TLDR
- A $4 million voting push reportedly allowed one attacker to drain BonkDAO’s $20 million treasury.
- Only seven wallets reportedly voted, and attacker-linked addresses held nearly all recorded governance voting power.
- BonkDAO said it contacted law enforcement and worked with exchanges to trace the transferred tokens.
- The case placed renewed attention on DAO voting rules, treasury controls, and time-lock protection systems.
- BONK reportedly fell after the treasury drain, as traders monitored recovery efforts and exchange activity.
BonkDAO, the governance organization of the Solana-based BONK memecoin ecosystem, reported that about $20 million in BONK tokens had been removed from its treasury through a malicious governance proposal. The incident involved a vote that authorized the withdrawal of treasury assets rather than a conventional code exploit. The project said the matter had been referred to law enforcement while tracing and recovery efforts continued.
According to Wu Blockchain and BonkDAO statements, the address linked to the action had accumulated a BONK position through an exchange account before the proposal reached voting. The attacker reportedly spent around $4 million acquiring tokens, which gave the address enough voting weight to control the decision. Security researcher Cos said the proposal was created six days before voting opened, while participation remained limited.
Only seven addresses reportedly participated in the vote, and addresses linked to the attacker accounted for 99.878 percent of total voting power. That voting concentration allowed the proposal to pass and authorize the movement of assets from the shared treasury. BonkDAO said it was working with exchanges, cross-chain bridges, and the Solana Foundation to follow fund movements and limit further transfers.
Governance Rules Become Central Focus
The reported BonkDAO governance attack has drawn attention to how token-based voting systems can expose treasury funds when voter participation is low. In such systems, a participant with enough tokens may be able to shape outcomes even without breaching the protocol’s technical security. The case shows how control of governance power can become a route to treasury access when guardrails are limited.
BonkDAO’s account indicates that the issue centered on proposal approval rather than a direct hack of the token contract. A proposal created within normal governance channels can still produce unauthorized or harmful results when safeguards are weak. Common protections include time-locks, quorum requirements, delegated oversight, staged withdrawals, and review periods before treasury transactions are executed.
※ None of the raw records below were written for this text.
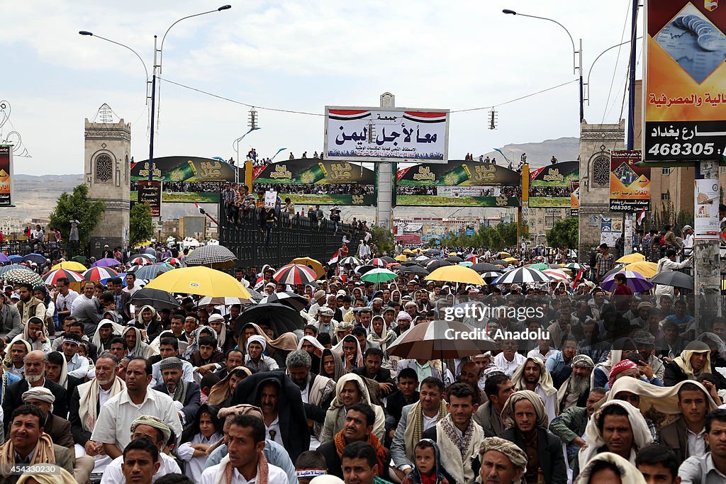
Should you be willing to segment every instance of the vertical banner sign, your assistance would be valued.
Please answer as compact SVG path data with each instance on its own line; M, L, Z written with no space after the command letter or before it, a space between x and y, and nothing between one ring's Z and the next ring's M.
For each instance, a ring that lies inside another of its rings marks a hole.
M570 216L576 217L580 213L580 181L570 180Z
M696 180L693 190L696 215L693 237L701 240L718 240L719 181Z
M639 167L640 151L610 152L610 210L637 213L650 210L650 168Z
M152 217L161 216L161 182L158 180L139 181L139 202L149 205Z
M12 146L0 146L0 207L12 206Z
M726 5L719 3L645 1L645 161L726 154Z

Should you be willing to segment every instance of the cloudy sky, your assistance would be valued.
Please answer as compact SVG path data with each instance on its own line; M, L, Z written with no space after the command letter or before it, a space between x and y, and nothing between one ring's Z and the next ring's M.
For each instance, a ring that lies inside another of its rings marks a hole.
M386 91L396 95L399 107L486 107L575 79L571 44L560 27L505 15L503 8L555 19L576 44L582 37L586 81L595 57L627 39L629 28L627 0L231 1L229 10L171 29L162 77L255 106L318 114L326 104L376 106ZM83 118L92 118L104 102L132 123L135 159L145 160L149 152L141 62L122 47L78 31L128 45L150 73L155 34L160 40L177 19L223 3L0 4L5 6L0 99L12 107L0 132L17 130L32 155L16 158L16 173L63 174L83 171ZM627 46L619 60L618 54L618 49L611 50L592 70L591 101L585 106L590 123L615 123L620 116ZM449 156L576 136L577 96L572 83L502 105L496 108L494 131L487 129L487 110L452 113ZM247 131L248 109L162 82L155 156L234 155L232 142ZM258 111L261 129L245 139L240 152L254 147L266 157L284 147L299 156L322 149L322 116Z

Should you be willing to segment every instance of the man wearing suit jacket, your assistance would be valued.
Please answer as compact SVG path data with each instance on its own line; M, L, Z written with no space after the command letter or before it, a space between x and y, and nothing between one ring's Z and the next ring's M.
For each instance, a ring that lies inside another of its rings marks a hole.
M13 383L5 390L5 398L2 402L4 414L4 424L7 428L12 420L12 411L23 404L23 394L35 387L45 387L55 395L57 405L54 406L53 414L65 418L68 414L68 397L65 388L45 377L45 364L47 361L46 353L41 350L30 351L25 356L25 377L17 383ZM7 433L7 432L6 432Z
M378 382L381 396L385 397L396 388L396 383L391 377L391 370L382 368L383 352L377 348L369 348L363 354L364 366L355 368L353 372L364 378L370 378Z
M159 369L163 382L153 389L171 397L179 411L182 426L185 427L194 422L201 403L199 385L182 378L182 360L176 356L161 360Z

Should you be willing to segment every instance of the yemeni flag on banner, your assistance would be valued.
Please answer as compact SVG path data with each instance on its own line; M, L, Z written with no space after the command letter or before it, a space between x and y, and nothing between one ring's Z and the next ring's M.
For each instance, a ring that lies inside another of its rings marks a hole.
M637 224L643 225L643 221L645 218L645 208L643 207L640 213L637 214Z

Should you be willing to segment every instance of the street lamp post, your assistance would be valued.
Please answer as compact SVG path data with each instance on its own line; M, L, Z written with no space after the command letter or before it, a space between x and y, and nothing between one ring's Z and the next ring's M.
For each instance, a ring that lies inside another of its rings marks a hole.
M547 17L537 17L537 15L527 15L526 14L521 14L515 12L514 10L510 10L509 9L505 9L502 10L502 13L507 14L510 15L520 15L521 17L529 17L530 18L537 18L540 20L548 20L550 22L553 22L556 23L560 27L567 33L567 36L570 38L570 42L572 44L572 73L579 73L579 94L580 94L580 123L584 120L584 89L582 83L582 39L580 39L579 45L580 49L577 50L575 47L575 40L572 38L572 35L570 31L563 25L561 23L555 20L554 19L547 18ZM576 60L576 59L577 60Z

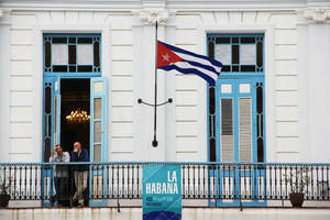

The episode also shows the risk of relying only on token ownership as the measure of authority within a DAO. Projects that manage large treasuries often use additional rules to reduce the chance that one wallet, or a group of related wallets, can approve transfers alone. These controls are designed to give communities more time to review proposals and respond before assets leave shared accounts.
Market Reaction Follows BONK Treasury Drain
The price of BONK reportedly declined after reports of the treasury drain circulated, with market accounts citing a decline of roughly 7 percent to 11 percent during the early reaction. Some reports also said exchange activity was reviewed as investigators followed the movement of funds. The full recovery amount, responsible parties, and final transaction path had not been established in the information provided.
BONK is a large dog-themed memecoin launched in December 2022, when developers distributed a large share of supply through an airdrop. The token trades within a wider memecoin market alongside Dogecoin, Shiba Inu, and Pepe, all of which can see rapid price changes after security or governance events. Cited data showed broader memecoin valuations weakened before a July recovery.
For traders, the BonkDAO case places attention on governance design as a separate area of risk from smart contract audits. Treasury size, voting distribution, proposal review time, and withdrawal limits may be relevant checks when assessing DAO-managed projects. The event remains under review, while BonkDAO and its partners continue efforts to trace funds and identify those responsible.